Spaceballs was great. Everybody needs to watch Spaceballs.
Use the schwartz.
one time I returned a book to the library but jokes on them, I returned a used copy of the same book and kept the new one!!!
I was such a little criminal!
Yeah, but did you switch the labels?
I submit that you did not.
No, i was just mocking you.
mr. craziest thing I did was drink milk one time after the expiration date.
Now thats just gross.
Drinking milk after it expires should be the 8th deadly sin.
fuckin goody two shoes cunt
i submit that jack is a bigger redneck than faceman
I don't listen to country music though. Country music is for people who are tone deaf and have an unnatural attraction to their tractors and dogs.
I don't fit the profile of a redneck. I bathe daily.
GonzoStyle Wrote:fuckin goody two shoes cunt
Jealous?
jack's definitely got a fair amount of hick in him tho.
Well..
I could tell you about the times I almost burned the house/shed/garage down.
Or about the times when I shot Baker with BB's or threw lit matches at him.
Or the time when I almost got expelled from school for breaking a kids nose and used a sharp rock to cut his face.
Keyser Soze Wrote:jack's definitely got a fair amount of hick in him tho.
A bit of hick I can live with.
A redneck I am not. Walmart is the enemy.
Jack Wrote:Well..
I could tell you about the times I almost burned the house/shed/garage down.
Or about the times when I shot Baker with BB's or threw lit matches at him.
Or the time when I almost got expelled from school for breaking a kids nose and used a sharp rock to cut his face.
then why don't you, don't tease the fuckin story like its gonna blow our minds you fuckin softy!

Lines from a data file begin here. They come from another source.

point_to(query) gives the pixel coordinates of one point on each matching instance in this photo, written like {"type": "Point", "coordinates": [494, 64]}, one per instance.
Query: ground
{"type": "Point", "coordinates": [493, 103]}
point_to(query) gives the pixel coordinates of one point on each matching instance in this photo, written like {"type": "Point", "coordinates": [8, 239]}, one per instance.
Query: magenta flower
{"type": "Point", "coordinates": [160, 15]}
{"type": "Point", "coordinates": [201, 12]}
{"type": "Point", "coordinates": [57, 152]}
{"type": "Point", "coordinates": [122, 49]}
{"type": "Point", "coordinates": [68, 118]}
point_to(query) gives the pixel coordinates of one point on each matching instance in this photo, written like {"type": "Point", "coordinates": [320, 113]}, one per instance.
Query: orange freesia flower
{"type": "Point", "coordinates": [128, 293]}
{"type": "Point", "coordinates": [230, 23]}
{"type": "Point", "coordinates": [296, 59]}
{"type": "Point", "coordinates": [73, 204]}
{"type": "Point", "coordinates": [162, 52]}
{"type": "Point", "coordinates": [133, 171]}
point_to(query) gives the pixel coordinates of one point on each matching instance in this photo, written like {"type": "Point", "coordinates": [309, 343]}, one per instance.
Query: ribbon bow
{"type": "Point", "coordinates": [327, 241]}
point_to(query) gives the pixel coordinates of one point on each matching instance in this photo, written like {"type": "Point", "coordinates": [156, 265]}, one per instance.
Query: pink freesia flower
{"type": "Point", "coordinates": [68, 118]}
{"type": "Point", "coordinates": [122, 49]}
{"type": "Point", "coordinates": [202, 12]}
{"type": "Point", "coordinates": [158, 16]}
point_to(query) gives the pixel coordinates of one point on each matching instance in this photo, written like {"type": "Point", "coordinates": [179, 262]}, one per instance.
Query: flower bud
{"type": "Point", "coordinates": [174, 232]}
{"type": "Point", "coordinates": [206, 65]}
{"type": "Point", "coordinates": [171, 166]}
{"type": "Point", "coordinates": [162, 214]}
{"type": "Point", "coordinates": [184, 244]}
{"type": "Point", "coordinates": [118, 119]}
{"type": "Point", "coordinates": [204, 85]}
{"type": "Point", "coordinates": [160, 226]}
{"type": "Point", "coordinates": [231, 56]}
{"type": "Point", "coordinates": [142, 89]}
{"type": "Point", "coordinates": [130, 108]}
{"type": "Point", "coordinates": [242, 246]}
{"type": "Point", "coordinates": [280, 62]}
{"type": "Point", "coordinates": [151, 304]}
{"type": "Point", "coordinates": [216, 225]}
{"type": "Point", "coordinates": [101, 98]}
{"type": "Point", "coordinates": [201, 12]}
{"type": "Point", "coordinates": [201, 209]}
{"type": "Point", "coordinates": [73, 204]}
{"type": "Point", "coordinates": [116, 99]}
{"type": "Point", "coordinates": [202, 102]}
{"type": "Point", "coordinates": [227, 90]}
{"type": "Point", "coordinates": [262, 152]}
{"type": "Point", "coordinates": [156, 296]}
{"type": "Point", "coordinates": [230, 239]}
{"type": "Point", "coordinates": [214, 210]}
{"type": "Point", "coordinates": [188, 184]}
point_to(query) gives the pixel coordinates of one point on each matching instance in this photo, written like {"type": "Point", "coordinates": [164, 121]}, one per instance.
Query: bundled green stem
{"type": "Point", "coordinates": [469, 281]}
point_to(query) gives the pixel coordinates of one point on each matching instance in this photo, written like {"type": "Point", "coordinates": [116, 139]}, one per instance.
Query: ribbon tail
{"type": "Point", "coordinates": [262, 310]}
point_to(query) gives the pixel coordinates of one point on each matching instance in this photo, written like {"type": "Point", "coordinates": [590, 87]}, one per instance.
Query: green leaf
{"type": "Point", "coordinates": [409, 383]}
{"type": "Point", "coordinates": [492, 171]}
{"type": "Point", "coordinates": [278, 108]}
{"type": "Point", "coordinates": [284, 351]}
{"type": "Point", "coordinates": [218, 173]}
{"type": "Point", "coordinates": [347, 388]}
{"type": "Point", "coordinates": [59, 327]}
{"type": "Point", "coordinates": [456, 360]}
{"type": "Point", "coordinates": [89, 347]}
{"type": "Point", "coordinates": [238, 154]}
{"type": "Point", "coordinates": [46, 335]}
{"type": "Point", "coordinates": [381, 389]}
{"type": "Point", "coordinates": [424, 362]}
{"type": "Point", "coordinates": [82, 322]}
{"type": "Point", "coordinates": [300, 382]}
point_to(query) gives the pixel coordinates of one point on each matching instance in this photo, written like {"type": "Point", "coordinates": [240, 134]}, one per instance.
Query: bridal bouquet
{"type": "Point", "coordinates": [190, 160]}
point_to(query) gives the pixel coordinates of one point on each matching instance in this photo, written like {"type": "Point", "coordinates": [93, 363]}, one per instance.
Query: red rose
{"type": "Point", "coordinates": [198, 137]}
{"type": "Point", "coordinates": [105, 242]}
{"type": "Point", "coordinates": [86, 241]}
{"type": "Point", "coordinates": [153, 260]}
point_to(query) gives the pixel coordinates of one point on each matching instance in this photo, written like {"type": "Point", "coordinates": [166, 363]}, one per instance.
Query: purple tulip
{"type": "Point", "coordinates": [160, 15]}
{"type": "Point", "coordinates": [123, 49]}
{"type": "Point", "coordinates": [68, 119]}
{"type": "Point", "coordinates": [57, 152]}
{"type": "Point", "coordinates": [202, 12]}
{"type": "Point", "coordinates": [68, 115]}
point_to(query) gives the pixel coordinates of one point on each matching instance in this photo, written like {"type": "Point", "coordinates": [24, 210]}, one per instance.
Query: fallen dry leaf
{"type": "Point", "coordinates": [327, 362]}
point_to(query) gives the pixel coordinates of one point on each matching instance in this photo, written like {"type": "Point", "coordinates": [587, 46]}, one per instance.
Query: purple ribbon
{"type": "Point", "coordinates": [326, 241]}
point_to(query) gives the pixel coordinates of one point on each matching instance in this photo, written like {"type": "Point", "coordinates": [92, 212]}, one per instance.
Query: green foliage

i think that is actually his stories, like when he says "Theres a joke in there somewhere", and thats actually just his joke
like "oh that explains so much"... but I dont know exactly what.
or "so many jokes!".... for someone creative enough and funny.
First and only time that ever seen my mom's box. I was five or six and in bed but needed to take a dump, she was in the shower. The door opened and she let me use the toilet, few minutes later mom stepped out to grab a towel only to have me see a full frontal on her 70's earf muff.
Luckily, that wasn't the first time I had seen a hatchet wound. The year before I had a sleepover and taken a bath with a close family fiend Karen, she was a year younger and having only brothers never knew the differences between the sexes.
Few years later at a big picnic, her and a friend tried to make me show them my cock. Too bad the friend was a bit fugly or I would have obliged.
Thankfully my mom always kept her shit shaven
Lucky you.
My mom is half Sicilian and you know how hairy those bitches get.